Luego todas las demás niñas recitaron una paráfrasis. La señorita Rogerson me
preguntó si yo sabía alguna. Le dije que no, pero que si quería podía recitar
«El Perro en la Tumba de su Amo». Está en el Tercer libro de lectura. En realidad no es una poesía que tenga mucho de religioso, pero es tan triste y
melancólica que hubiera quedado bien. Dijo que no y que estudiara la oración
diecinueve para el próximo domingo. La leí en la iglesia más tarde y es
espléndida. Especialmente hay dos líneas que me estremecen:
Tan rápido como caían los escuadrones destrozados
En el aciago día de Midian.
»No sé lo que quiere decir "escuadrones" ni "Midian", pero suena tan
trágico. Apenas puedo esperar hasta el próximo domingo para recitarlo.
Practicaré toda la semana. Después de la clase le pedí a la señorita Rogerson
—porque la señora Lynde estaba muy lejos— que me indicara nuestro banco.
Me senté tan callada como pude y el texto rué Revelaciones, capítulo tercero,
versículos segundo y tercero. Era un texto muy largo. Si yo fuera pastor
elegiría los más cortos y elegantes. El sermón también fue terriblemente largo.
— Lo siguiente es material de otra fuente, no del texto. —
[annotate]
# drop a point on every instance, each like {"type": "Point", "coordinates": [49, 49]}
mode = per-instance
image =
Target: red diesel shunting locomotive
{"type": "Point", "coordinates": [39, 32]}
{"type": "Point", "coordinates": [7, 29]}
Supongo que el pastor lo hizo de acuerdo al texto. No creo que tenga nada de
interesante. Su mayor inconveniente es que no tiene suficiente imaginación.
No le presté mucha atención. Di libertad a mis pensamientos y pensé en las
cosas más sorprendentes.
Marilla sintió desesperadamente que todo aquello debía ser reprendido con
severidad, pero se lo impidió el innegable hecho de que algunas cosas que
había dicho Ana, especialmente acerca de los sermones del ministro y las
oraciones del señor Bell, eran exactamente las que ella había llevado en lo más
profundo de su corazón durante muchos años, pero que nunca había
expresado. Casi le parecía que esos secretos y reprimidos pensamientos de
crítica, repentinamente se habían hecho visibles y habían tomado forma en la
persona de aquella deslenguada criatura.